Introduction to ICU4X for Rust

ICU4X is an implementation of Internationalization Components of Unicode (ICU) intended to be modular, performant and flexible.

The library provides a layer of APIs for all software to enable internationalization capabilities.

To use ICU4X in the Rust ecosystem one can either add dependencies on selected components, or add a dependency on the meta-crate icu which brings a reasonable selection of components in the most user-friendly configuration of features.

In this tutorial we are going to start with the meta-crate and then introduce a customization.

1. Requirements

For this tutorial we assume the user has basic Rust knowledge. If acquiring it is necessary, Rust Book provides an excellent introduction. We also assume that the user is familiar with a terminal and have git, rust and cargo installed.

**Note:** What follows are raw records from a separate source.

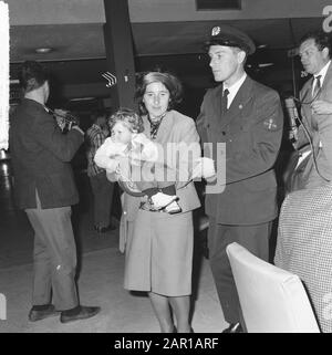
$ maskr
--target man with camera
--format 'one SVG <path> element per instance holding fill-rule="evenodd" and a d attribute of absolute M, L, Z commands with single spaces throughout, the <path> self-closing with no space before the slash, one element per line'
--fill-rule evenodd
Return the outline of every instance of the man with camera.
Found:
<path fill-rule="evenodd" d="M 20 84 L 24 97 L 11 117 L 9 144 L 15 202 L 24 209 L 34 230 L 33 306 L 29 320 L 60 315 L 61 323 L 68 323 L 87 319 L 100 307 L 79 303 L 71 223 L 71 205 L 79 202 L 71 159 L 84 133 L 72 125 L 63 134 L 46 112 L 50 87 L 40 63 L 22 64 Z"/>

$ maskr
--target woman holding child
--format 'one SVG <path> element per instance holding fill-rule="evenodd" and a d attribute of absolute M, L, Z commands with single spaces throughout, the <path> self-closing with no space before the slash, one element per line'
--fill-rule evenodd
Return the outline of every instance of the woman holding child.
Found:
<path fill-rule="evenodd" d="M 176 328 L 189 333 L 191 212 L 200 206 L 190 175 L 193 161 L 200 157 L 199 137 L 195 122 L 174 109 L 181 98 L 181 85 L 174 75 L 145 73 L 138 80 L 136 98 L 144 134 L 158 145 L 158 159 L 177 171 L 170 186 L 175 186 L 180 211 L 169 213 L 151 201 L 146 203 L 143 197 L 124 194 L 123 218 L 127 225 L 124 286 L 148 292 L 163 333 Z M 169 195 L 163 188 L 159 190 Z"/>

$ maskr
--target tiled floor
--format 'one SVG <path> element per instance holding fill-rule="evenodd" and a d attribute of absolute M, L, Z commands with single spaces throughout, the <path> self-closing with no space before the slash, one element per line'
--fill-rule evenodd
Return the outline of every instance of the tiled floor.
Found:
<path fill-rule="evenodd" d="M 101 305 L 102 312 L 90 320 L 65 325 L 58 317 L 30 323 L 27 315 L 31 307 L 33 232 L 24 212 L 13 207 L 10 168 L 4 161 L 0 163 L 0 293 L 7 299 L 7 320 L 0 320 L 0 332 L 158 332 L 148 297 L 129 293 L 122 286 L 124 255 L 118 251 L 118 230 L 97 234 L 92 229 L 91 196 L 84 178 L 79 188 L 84 194 L 75 209 L 81 303 Z M 203 234 L 196 233 L 191 323 L 195 332 L 219 333 L 227 324 L 208 262 L 199 247 L 201 240 Z"/>

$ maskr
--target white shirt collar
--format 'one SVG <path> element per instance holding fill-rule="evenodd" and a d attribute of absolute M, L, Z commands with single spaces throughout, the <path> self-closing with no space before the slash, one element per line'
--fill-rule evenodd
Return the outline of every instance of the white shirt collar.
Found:
<path fill-rule="evenodd" d="M 246 77 L 247 77 L 247 73 L 243 73 L 243 75 L 236 83 L 234 83 L 231 86 L 227 86 L 224 83 L 222 93 L 224 93 L 225 88 L 228 88 L 228 91 L 229 91 L 229 94 L 227 96 L 227 108 L 229 108 L 231 102 L 234 101 L 236 94 L 238 93 L 241 85 L 243 84 Z"/>

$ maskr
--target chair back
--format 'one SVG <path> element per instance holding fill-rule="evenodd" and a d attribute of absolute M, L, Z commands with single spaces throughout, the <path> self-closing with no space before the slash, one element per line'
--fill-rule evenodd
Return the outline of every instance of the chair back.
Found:
<path fill-rule="evenodd" d="M 300 278 L 234 242 L 226 249 L 248 333 L 320 333 Z"/>

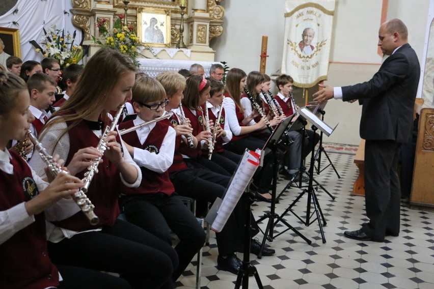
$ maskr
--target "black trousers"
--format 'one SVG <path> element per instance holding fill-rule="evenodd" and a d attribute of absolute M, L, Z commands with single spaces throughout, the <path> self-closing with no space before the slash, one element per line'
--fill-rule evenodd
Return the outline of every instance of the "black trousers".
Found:
<path fill-rule="evenodd" d="M 208 156 L 202 156 L 202 157 L 207 158 Z M 211 161 L 224 168 L 229 176 L 232 176 L 236 169 L 241 158 L 240 155 L 225 150 L 221 153 L 213 153 Z"/>
<path fill-rule="evenodd" d="M 48 242 L 56 265 L 119 273 L 132 288 L 173 288 L 178 256 L 167 243 L 137 226 L 117 220 L 101 231 Z"/>
<path fill-rule="evenodd" d="M 254 152 L 257 149 L 262 150 L 265 144 L 265 142 L 263 140 L 249 136 L 234 141 L 229 141 L 224 145 L 223 148 L 235 154 L 242 155 L 246 149 Z M 273 152 L 269 152 L 264 157 L 263 167 L 257 171 L 253 177 L 253 183 L 258 188 L 259 192 L 266 193 L 271 189 L 274 164 L 274 155 Z"/>
<path fill-rule="evenodd" d="M 205 243 L 203 228 L 195 216 L 173 193 L 124 196 L 122 207 L 128 222 L 157 236 L 171 246 L 171 232 L 179 238 L 175 247 L 179 264 L 173 272 L 176 281 Z"/>
<path fill-rule="evenodd" d="M 175 190 L 180 195 L 189 196 L 212 203 L 217 197 L 222 197 L 230 178 L 202 168 L 190 168 L 172 172 L 170 179 Z M 223 229 L 215 234 L 219 253 L 227 255 L 243 249 L 244 225 L 246 223 L 246 203 L 241 199 L 235 206 Z M 253 218 L 251 214 L 251 218 Z M 252 236 L 259 232 L 256 222 Z"/>
<path fill-rule="evenodd" d="M 394 140 L 367 139 L 365 144 L 365 201 L 369 222 L 362 230 L 377 241 L 399 233 L 399 147 Z"/>
<path fill-rule="evenodd" d="M 65 265 L 57 265 L 63 280 L 58 288 L 65 289 L 130 289 L 125 279 L 101 272 Z"/>

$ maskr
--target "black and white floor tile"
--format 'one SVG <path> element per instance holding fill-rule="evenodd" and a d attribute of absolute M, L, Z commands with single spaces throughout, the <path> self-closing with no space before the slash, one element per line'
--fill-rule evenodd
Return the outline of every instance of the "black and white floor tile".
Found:
<path fill-rule="evenodd" d="M 317 185 L 314 187 L 327 222 L 327 225 L 323 227 L 326 242 L 322 243 L 317 220 L 307 226 L 293 213 L 285 215 L 284 219 L 311 240 L 312 244 L 308 245 L 289 230 L 276 237 L 272 242 L 267 242 L 276 249 L 275 255 L 258 259 L 251 254 L 252 264 L 257 269 L 264 288 L 434 288 L 434 212 L 412 210 L 402 204 L 399 237 L 387 237 L 384 243 L 360 242 L 345 238 L 344 231 L 358 229 L 367 220 L 364 198 L 350 195 L 358 174 L 353 163 L 354 152 L 333 151 L 328 154 L 341 178 L 338 178 L 331 166 L 319 175 L 314 175 L 323 188 Z M 322 158 L 321 169 L 329 163 L 325 157 Z M 278 194 L 287 182 L 283 178 L 279 179 Z M 324 189 L 335 199 L 333 200 Z M 282 214 L 302 190 L 294 187 L 287 189 L 276 205 L 276 213 Z M 306 219 L 307 195 L 305 194 L 293 208 L 294 213 L 303 221 Z M 257 219 L 269 211 L 269 205 L 257 202 L 252 205 Z M 260 224 L 262 229 L 266 227 L 267 220 Z M 274 236 L 286 228 L 279 222 Z M 211 232 L 211 236 L 210 245 L 204 248 L 201 287 L 233 288 L 237 276 L 217 269 L 218 252 L 215 235 Z M 261 233 L 256 237 L 262 242 Z M 238 256 L 242 258 L 242 254 L 239 253 Z M 177 282 L 178 288 L 194 287 L 196 265 L 195 262 L 190 264 Z M 258 287 L 254 277 L 249 278 L 249 287 Z"/>

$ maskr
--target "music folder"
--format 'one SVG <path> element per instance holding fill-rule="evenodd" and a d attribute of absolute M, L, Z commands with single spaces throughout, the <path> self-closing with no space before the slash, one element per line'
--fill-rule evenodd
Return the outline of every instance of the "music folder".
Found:
<path fill-rule="evenodd" d="M 308 120 L 312 125 L 315 126 L 319 130 L 326 134 L 326 135 L 327 136 L 329 136 L 331 134 L 332 134 L 332 133 L 333 132 L 334 130 L 335 130 L 335 129 L 336 129 L 336 127 L 338 126 L 338 125 L 339 124 L 339 123 L 338 123 L 338 124 L 335 126 L 334 128 L 332 128 L 326 123 L 320 120 L 318 117 L 314 114 L 313 112 L 311 111 L 306 106 L 297 109 L 297 112 L 306 119 Z"/>

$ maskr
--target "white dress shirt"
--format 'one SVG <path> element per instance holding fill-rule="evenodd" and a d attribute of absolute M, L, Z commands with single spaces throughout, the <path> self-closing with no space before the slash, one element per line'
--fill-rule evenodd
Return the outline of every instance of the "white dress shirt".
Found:
<path fill-rule="evenodd" d="M 134 126 L 145 122 L 138 115 L 133 123 Z M 142 144 L 146 141 L 151 131 L 155 127 L 154 123 L 148 126 L 143 127 L 135 131 Z M 161 146 L 158 154 L 149 152 L 139 148 L 134 148 L 133 159 L 139 166 L 143 166 L 159 174 L 162 174 L 170 167 L 173 162 L 173 155 L 175 152 L 175 142 L 176 132 L 175 129 L 169 126 L 167 133 L 164 137 Z"/>

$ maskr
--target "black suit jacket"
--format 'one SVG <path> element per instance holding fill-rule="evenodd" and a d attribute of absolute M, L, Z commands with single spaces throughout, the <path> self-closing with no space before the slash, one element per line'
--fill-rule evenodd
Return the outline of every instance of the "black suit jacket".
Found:
<path fill-rule="evenodd" d="M 398 142 L 411 140 L 420 76 L 417 56 L 406 44 L 384 61 L 370 80 L 342 88 L 344 101 L 360 99 L 363 105 L 362 138 Z"/>

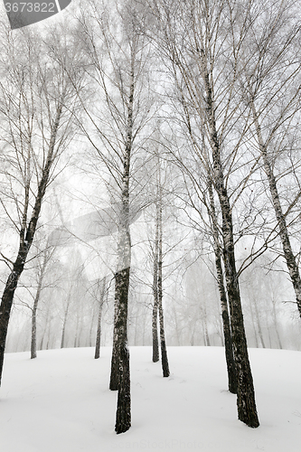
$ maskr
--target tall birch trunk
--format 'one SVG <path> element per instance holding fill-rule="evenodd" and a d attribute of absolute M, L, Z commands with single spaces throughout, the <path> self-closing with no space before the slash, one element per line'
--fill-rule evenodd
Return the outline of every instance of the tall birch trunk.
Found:
<path fill-rule="evenodd" d="M 64 95 L 62 95 L 61 102 L 63 102 Z M 28 215 L 28 208 L 29 205 L 27 202 L 24 204 L 24 216 L 22 221 L 22 227 L 20 230 L 19 237 L 20 237 L 20 244 L 19 250 L 17 253 L 16 259 L 13 265 L 12 272 L 10 273 L 6 284 L 5 287 L 5 290 L 1 299 L 0 305 L 0 384 L 2 380 L 2 372 L 4 365 L 4 358 L 5 358 L 5 349 L 7 336 L 7 329 L 8 324 L 14 301 L 14 296 L 15 289 L 18 285 L 18 280 L 24 269 L 24 265 L 27 259 L 27 256 L 29 250 L 33 245 L 37 222 L 39 220 L 42 202 L 46 192 L 47 185 L 49 184 L 50 173 L 52 166 L 53 165 L 54 160 L 54 146 L 57 137 L 58 128 L 60 126 L 61 117 L 62 111 L 62 103 L 60 103 L 56 117 L 53 122 L 53 127 L 52 130 L 52 136 L 49 142 L 48 154 L 45 162 L 45 165 L 42 169 L 42 177 L 39 182 L 37 194 L 35 197 L 34 206 L 33 209 L 33 213 L 31 216 L 31 220 L 28 223 L 27 227 L 27 215 Z M 25 198 L 26 198 L 26 188 L 25 187 Z M 25 200 L 26 201 L 26 200 Z"/>
<path fill-rule="evenodd" d="M 225 267 L 226 286 L 229 297 L 232 344 L 237 372 L 237 408 L 238 418 L 249 427 L 259 425 L 253 385 L 253 377 L 249 361 L 247 338 L 241 309 L 239 279 L 235 265 L 232 213 L 224 183 L 221 160 L 221 146 L 215 121 L 215 108 L 211 78 L 207 71 L 205 52 L 200 50 L 202 78 L 206 92 L 206 117 L 209 126 L 209 137 L 213 161 L 213 184 L 219 197 L 222 216 L 223 260 Z"/>
<path fill-rule="evenodd" d="M 218 238 L 219 231 L 217 227 L 217 218 L 215 213 L 212 184 L 211 180 L 208 181 L 207 186 L 210 198 L 210 216 L 212 217 L 212 235 L 214 240 L 215 268 L 216 268 L 217 282 L 218 282 L 221 306 L 221 318 L 222 318 L 223 337 L 225 344 L 225 356 L 226 356 L 227 372 L 228 372 L 228 388 L 230 392 L 236 394 L 237 372 L 233 356 L 233 345 L 232 345 L 232 336 L 231 336 L 230 324 L 229 317 L 228 300 L 223 280 L 221 255 L 219 238 Z"/>
<path fill-rule="evenodd" d="M 36 354 L 36 313 L 37 313 L 37 309 L 38 309 L 38 304 L 40 301 L 42 281 L 43 281 L 43 278 L 45 275 L 46 266 L 47 266 L 47 252 L 45 251 L 45 253 L 43 255 L 41 273 L 40 273 L 39 279 L 38 279 L 38 287 L 37 287 L 37 291 L 35 294 L 33 306 L 33 313 L 32 313 L 32 341 L 31 341 L 31 359 L 32 360 L 36 358 L 36 356 L 37 356 L 37 354 Z"/>
<path fill-rule="evenodd" d="M 159 342 L 158 342 L 158 250 L 159 250 L 159 224 L 155 221 L 155 236 L 154 250 L 154 278 L 153 278 L 153 363 L 159 361 Z"/>
<path fill-rule="evenodd" d="M 299 311 L 299 315 L 301 316 L 301 278 L 300 278 L 299 268 L 297 266 L 296 257 L 292 250 L 286 217 L 282 211 L 279 194 L 277 188 L 276 178 L 268 159 L 268 149 L 262 137 L 261 127 L 259 122 L 258 114 L 253 101 L 251 101 L 251 108 L 253 112 L 257 137 L 259 140 L 259 149 L 263 160 L 263 166 L 268 177 L 276 219 L 278 223 L 279 236 L 282 243 L 283 253 L 285 255 L 288 273 L 293 283 L 296 306 Z"/>
<path fill-rule="evenodd" d="M 106 288 L 106 277 L 102 278 L 100 293 L 99 293 L 98 328 L 96 332 L 96 344 L 95 344 L 95 355 L 94 355 L 94 359 L 96 360 L 98 360 L 100 356 L 101 314 L 105 297 L 105 288 Z"/>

To verify that, open a terminal and check that the results are similar to:

user@host:~/projects/icu$ git --version
git version 2.31.1
user@host:~/projects/icu$ cargo --version
cargo 1.51.0 (43b129a20 2021-03-16)

In this tutorial we are going to use a directory relative to the user's home directory ~/projects/icu/. The ~ in the path indicates the relative location of the user home directory. Please crate the directory structure necessary.

2. Creating MyApp

To initialize a binary application, navigate to the root directory of our project and initialize a new binary app called myapp:

cd ~/projects/icu
cargo init --bin myapp

The result is a new directory ~/projects/icu/myapp with a file ./src/main.rs which is the main file for our application.

3. Vendoring in ICU4X

ICU4X's main meta pacakge is called icu, so to start using it, all one has to do it edit their ~/projects/icu/myapp/Cargo.toml, locate the [dependencies] section and add:

[dependencies]
icu = "0.2"

After saving the changes, calling cargo check should vendor in ICU4X dependency.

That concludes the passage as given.